On Monday, the Alliance Defending Freedom filed a federal discrimination complaint with the Department of Education Office for Civil Rights seeking to reverse a Connecticut Interscholastic Athletic Conference policy that permits high school athletes to compete as the gender with which they identify.

The ADF claims the policy violates Title IX, a federal regulation that prohibits discrimination on the basis of sex. By allowing biological males to compete against females, the state is depriving young female athletes of equal rights, the ADF alleges.

Selina Soule, on whose behalf the ADF's complaint was filedImage source: YouTube screenshot

"Girls deserve to compete on a level playing field. Forcing female athletes to compete against boys is grossly unfair and destroys their athletic opportunities," ADF legal counsel Christiana Holcomb said.

"Title IX was designed to eliminate discrimination against women in education and athletics, and women fought long and hard to earn the equal athletic opportunities that Title IX provides. Allowing boys to compete in girls' sports reverses nearly 50 years of advances for women under this law. We shouldn't force these young women to be spectators in their own sports," Holcomb explained.

The complaint was filed on behalf of three female high school athletes, Selina Soule and two unidentified minors. Soule was personally victimized by CIAC's policy when she narrowly lost an important track meet — which would have allowed collegiate scouts to see her perform — because two transgender female athletes blasted their biological female competition.

According to the Hartford Courant, the CIAC policy follows Connecticut's anti-discrimination law, which requires students to be treated as the gender with which they identify. CIAC executive director Glenn Lungarini told the Courant the conference does not believe is it violating federal law.

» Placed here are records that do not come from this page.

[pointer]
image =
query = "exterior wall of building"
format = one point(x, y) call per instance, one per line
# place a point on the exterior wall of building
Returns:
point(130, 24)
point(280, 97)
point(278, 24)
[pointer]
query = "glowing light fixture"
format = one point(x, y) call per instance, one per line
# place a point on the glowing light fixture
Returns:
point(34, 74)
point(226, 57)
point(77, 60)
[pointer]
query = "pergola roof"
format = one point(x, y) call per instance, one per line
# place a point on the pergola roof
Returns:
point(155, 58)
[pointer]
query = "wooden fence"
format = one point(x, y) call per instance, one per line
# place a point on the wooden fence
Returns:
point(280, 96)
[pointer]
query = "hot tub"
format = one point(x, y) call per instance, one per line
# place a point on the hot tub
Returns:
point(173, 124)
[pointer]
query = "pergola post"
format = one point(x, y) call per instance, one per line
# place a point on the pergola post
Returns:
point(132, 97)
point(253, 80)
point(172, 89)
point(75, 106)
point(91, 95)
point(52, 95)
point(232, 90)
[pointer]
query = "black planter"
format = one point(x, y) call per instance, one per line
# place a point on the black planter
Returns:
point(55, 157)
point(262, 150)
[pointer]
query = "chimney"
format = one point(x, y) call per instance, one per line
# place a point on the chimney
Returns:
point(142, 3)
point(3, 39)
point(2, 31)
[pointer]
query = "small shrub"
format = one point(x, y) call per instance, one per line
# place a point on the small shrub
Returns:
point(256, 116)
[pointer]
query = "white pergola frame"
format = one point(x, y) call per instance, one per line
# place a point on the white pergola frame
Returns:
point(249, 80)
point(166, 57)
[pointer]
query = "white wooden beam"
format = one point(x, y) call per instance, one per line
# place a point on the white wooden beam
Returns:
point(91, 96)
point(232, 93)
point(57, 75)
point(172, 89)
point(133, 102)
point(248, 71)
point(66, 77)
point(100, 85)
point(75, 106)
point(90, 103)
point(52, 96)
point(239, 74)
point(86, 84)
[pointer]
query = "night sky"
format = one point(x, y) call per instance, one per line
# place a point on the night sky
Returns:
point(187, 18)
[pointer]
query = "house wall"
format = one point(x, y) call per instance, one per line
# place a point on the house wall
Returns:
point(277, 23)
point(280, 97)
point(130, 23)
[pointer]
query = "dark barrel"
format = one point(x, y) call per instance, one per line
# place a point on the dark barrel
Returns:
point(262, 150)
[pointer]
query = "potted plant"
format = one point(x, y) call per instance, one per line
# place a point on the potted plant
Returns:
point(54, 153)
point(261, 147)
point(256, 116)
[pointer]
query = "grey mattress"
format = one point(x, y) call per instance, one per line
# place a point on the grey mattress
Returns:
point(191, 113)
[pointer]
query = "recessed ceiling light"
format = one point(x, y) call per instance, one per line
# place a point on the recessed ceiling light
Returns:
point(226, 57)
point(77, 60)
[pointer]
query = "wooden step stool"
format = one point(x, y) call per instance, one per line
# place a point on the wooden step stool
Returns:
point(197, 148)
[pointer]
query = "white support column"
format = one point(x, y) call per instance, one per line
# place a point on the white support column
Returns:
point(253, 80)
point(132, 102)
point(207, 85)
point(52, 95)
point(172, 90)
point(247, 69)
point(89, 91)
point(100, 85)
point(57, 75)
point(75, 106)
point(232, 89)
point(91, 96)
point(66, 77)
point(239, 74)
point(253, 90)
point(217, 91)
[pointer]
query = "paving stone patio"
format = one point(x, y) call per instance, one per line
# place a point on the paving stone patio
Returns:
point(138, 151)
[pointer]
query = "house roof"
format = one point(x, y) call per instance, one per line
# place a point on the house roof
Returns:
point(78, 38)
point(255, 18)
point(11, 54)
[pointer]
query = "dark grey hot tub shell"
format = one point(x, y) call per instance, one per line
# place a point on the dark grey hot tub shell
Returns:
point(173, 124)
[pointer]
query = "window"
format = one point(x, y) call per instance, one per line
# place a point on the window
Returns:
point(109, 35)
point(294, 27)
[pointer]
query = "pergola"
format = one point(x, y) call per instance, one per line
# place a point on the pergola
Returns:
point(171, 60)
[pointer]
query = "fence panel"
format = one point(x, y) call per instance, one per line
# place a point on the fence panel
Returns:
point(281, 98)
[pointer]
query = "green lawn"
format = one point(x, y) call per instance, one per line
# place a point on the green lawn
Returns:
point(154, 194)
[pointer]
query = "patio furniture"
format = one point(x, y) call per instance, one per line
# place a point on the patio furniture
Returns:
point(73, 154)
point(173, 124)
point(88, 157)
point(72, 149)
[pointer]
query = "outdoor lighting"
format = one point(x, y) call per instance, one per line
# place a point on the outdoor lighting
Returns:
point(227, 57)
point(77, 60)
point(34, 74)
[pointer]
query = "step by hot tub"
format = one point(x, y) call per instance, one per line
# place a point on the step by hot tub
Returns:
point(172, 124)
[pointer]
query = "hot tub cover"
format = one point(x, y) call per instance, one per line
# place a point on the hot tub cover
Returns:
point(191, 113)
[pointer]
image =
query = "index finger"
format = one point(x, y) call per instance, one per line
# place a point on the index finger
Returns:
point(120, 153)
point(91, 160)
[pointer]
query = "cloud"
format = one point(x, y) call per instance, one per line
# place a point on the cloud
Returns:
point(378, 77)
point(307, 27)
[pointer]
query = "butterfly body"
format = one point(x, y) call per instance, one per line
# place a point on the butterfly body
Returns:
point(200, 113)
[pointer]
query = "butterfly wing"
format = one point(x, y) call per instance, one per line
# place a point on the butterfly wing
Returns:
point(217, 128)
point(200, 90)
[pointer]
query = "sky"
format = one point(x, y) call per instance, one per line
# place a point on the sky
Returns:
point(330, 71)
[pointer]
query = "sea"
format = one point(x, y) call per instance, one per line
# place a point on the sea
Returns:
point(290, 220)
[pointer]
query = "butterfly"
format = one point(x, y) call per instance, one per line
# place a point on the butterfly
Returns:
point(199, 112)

"The CIAC is committed to equity in providing opportunities to student athletes in Connecticut," Lungarini said of ADF's complaint. "We take such matters seriously, and we believe that the current CIAC policy is appropriate under both Connecticut law and Title IX."

What is the ADF requesting?

If the Department of Education determines the CIAC is violating federal regulations with its policy, the ADF requests that, in addition to the policy being tossed, female athletes receive the recognition they deserve.

Specifically, the ADF requests the CIAC revise its athlete records to give "proper credit — including championship credit as appropriate — to every girl who would have been identified as a champion or as qualifying for participation in a higher-level competition" but were denied because they lost to biological males.

However, the ADF recognizes that any amount of remedy is not sufficient because there are female athletes who have since graduated from high school and will never have the opportunities they deserved restored.